Does Alpine have known DNS issue within Kubernetes?
Asked Answered
L

4

36

Lately, we've faced some DNS issues with micro-services based on Alpine image (node:12.18.1-alpine) on EKS when trying to resolve "big" DNS queries (When the answer is larger than 512M).

So I've tried running this script for testing the DNS resolution:

var dns = require('dns');
var w3 = dns.lookup('hugedns.test.dziemba.net', function (err, addresses, family) {
  console.log(addresses);
});

with 2 different scenarios for each image

  1. node:12.18.1-alpine
  • Running the image on my laptop - Resolved successfully
  • Running the image on EKS 1.16 - Failed to resolve
  1. node:12.18.1-slim
  • Running the image on my laptop - Resolved successfully
  • Running the image on EKS 1.16 - Resolved successfully

From what I saw, Alpine is using musl (which doesn't support DNS to use TCP?) libraries instead of glibc, since the DNS protocol is using UDP and tries falling back to TCP only when the query is larger than 512M. So my theory was that this is the root cause, but since it is working on my end and failing on EKS made me wonder where can the issue relay...

Any thoughts?

EKS v1.16 coredns:v1.6.6

BTW, this is my first post, let me know if any information is needed

Linwoodlinz answered 7/12, 2020 at 11:35 Comment(1)
What's an example of: "big" DNS queries (When the answer is larger than 512M) ??Mannerheim
W
61

Yes, the Alpine images are known to be problematic in Kubernetes cluster concerning DNS queries.

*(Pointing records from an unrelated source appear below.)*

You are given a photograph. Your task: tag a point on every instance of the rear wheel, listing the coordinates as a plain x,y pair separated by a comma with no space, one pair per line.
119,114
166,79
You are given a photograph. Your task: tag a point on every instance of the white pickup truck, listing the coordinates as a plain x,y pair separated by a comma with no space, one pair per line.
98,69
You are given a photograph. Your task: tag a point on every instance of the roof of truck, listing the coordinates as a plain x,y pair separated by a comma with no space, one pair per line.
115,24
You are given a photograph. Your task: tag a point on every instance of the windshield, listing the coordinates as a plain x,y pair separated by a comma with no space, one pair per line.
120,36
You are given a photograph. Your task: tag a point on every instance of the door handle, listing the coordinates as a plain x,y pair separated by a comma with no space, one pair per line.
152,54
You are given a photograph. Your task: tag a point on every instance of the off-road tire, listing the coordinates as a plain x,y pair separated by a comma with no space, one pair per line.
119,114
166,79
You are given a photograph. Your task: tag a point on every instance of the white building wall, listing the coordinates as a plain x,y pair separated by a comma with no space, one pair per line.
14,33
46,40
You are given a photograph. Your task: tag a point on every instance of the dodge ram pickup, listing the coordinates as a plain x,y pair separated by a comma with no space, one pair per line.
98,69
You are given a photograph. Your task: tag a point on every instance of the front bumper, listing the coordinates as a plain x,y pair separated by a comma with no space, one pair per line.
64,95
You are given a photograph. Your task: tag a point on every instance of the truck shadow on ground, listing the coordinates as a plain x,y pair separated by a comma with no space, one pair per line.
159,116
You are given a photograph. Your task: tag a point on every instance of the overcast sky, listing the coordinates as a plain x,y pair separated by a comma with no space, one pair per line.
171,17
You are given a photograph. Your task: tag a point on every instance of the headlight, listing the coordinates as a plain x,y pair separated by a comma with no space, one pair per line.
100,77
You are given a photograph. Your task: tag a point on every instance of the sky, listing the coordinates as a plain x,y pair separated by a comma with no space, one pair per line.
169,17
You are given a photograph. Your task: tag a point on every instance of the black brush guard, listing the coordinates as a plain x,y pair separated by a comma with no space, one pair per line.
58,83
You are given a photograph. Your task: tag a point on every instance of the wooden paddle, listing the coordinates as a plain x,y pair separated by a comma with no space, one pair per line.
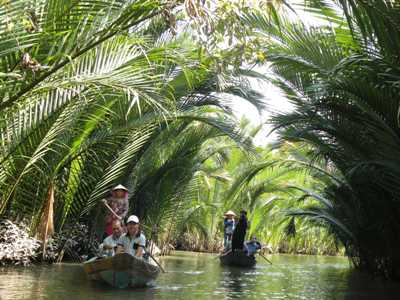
158,264
114,213
223,253
265,258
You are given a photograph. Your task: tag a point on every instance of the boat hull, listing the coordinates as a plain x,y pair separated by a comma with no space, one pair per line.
121,271
238,259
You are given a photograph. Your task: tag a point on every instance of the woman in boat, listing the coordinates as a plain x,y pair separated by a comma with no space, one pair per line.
229,226
110,243
119,204
134,241
240,232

Even if it is not clear if the bug has been effectively fixed in any current version of Alpine, here are some related links:

I encountered this problem on my side in my Kubernetes clusters as of January 2021 with up-to-date Alpine 3.12 images, so I would assume it is not fixed.

The core problem seems to be that the musl library stop searching among possible domains specified in the search directive of /etc/resolv.conf for a given name if any response is unexpected (basically not something clearly indicating that the FQDN could not be found, or has been found).

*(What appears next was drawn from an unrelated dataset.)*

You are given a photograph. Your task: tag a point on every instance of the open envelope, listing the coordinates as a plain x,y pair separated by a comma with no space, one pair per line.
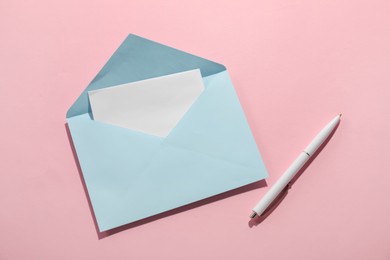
130,174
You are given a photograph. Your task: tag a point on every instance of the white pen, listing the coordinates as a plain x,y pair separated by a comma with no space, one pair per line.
294,168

This does not play well with the Kubernetes strategy about name resolution in pods.

Indeed, one can see that the typical /etc/resolv.conf of a pod in the example namespace is the following:

nameserver 10.3.0.10
search example.svc.cluster.local svc.cluster.local cluster.local
options ndots:5

The strategy is that the resolution of a name, for instance my-service or www.google.com, will be tested against each of the domains specified in the search directive: here for the examples, it would be the FQDN chains my-service.example.svc.cluster.local,my-service.svc.cluster.local,my-service.cluster.local,my-service and www.google.com.example.svc.cluster.local,www.google.com.svc.cluster.local,www.google.com.cluster.local,www.google.com. Here obviously it would be the 1st FQDN of the first chain (my-service.example.svc.cluster.local) and the last FQDN of the second chain (www.google.com) that would be resolved correctly.

One can see that this strategy is made to optimize resolution of internal name of the cluster, in a way that allows names like my-service, my-service.my-namespace or my-service.my-namespace.svc to be nicely resolved out-of-the-box.

The ndots parameter in the options directive defines the minimum number of dots in a name to consider that a name is actually a FQDN and so the search chain should be skiped in favor of a direct DNS resolution attempt. With ndots:2, www.google.com will be considered as a FQDN while my-service.my-namespace will go through the search chain.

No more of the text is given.